# Finding a good Judo School



## TKDJUDO (Nov 29, 2007)

I am interested in training in the art of Judo but it seems like there aren't many legit schools nearby. I've came across a school that teaches several martial arts but their main focus was primarily on taekwondo. I was wondering if anyone can give me some tips on finding a good school, and if it would be worth the drive to go to a school farther than where I live.

Thanks
TKDJUDO


----------



## arnisador (Nov 29, 2007)

The site www.judoinfo.com is always helpful.


----------



## Abbax8 (Dec 1, 2007)

Where are you located? That always helps when asking such questions.

Peace

Dennis


----------



## TKDJUDO (Dec 2, 2007)

Abbax8 said:


> Where are you located? That always helps when asking such questions.
> 
> Peace
> 
> Dennis


 
I live in Philadelphia


----------



## Abbax8 (Dec 3, 2007)

Sensei Ishikawa use to teach in Philly. Look for a school that is run by one of his students and it will probably be a good one.

Lou Moyerman runs a pretty big school, they do a lot of competition. 
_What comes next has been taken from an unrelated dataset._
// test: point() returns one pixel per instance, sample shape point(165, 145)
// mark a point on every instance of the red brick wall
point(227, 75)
The best thing you can do is google schools in Philly and then go visit and watch the classes and talk with the instructors. That way you will have a better idea of where you will be comfortable.

Peace

Dennis


----------



## matt.m (Dec 11, 2007)

Abbax8 said:


> Sensei Ishikawa use to teach in Philly. Look for a school that is run by one of his students and it will probably be a good one.
> 
> Lou Moyerman runs a pretty big school, they do a lot of competition.
> 
> ...


I could not agree more.  However, it will be easy early on as the whether or not the school is good.  I.E., If the teacher talks more than you practice falling then run.  Also, if the instructor is not an active participant with all students giving guidance, but never forgets to remind you of dues......then run.  Lastly, if the school is pushy about sign now, eft, contracts etc. then by all means run.


----------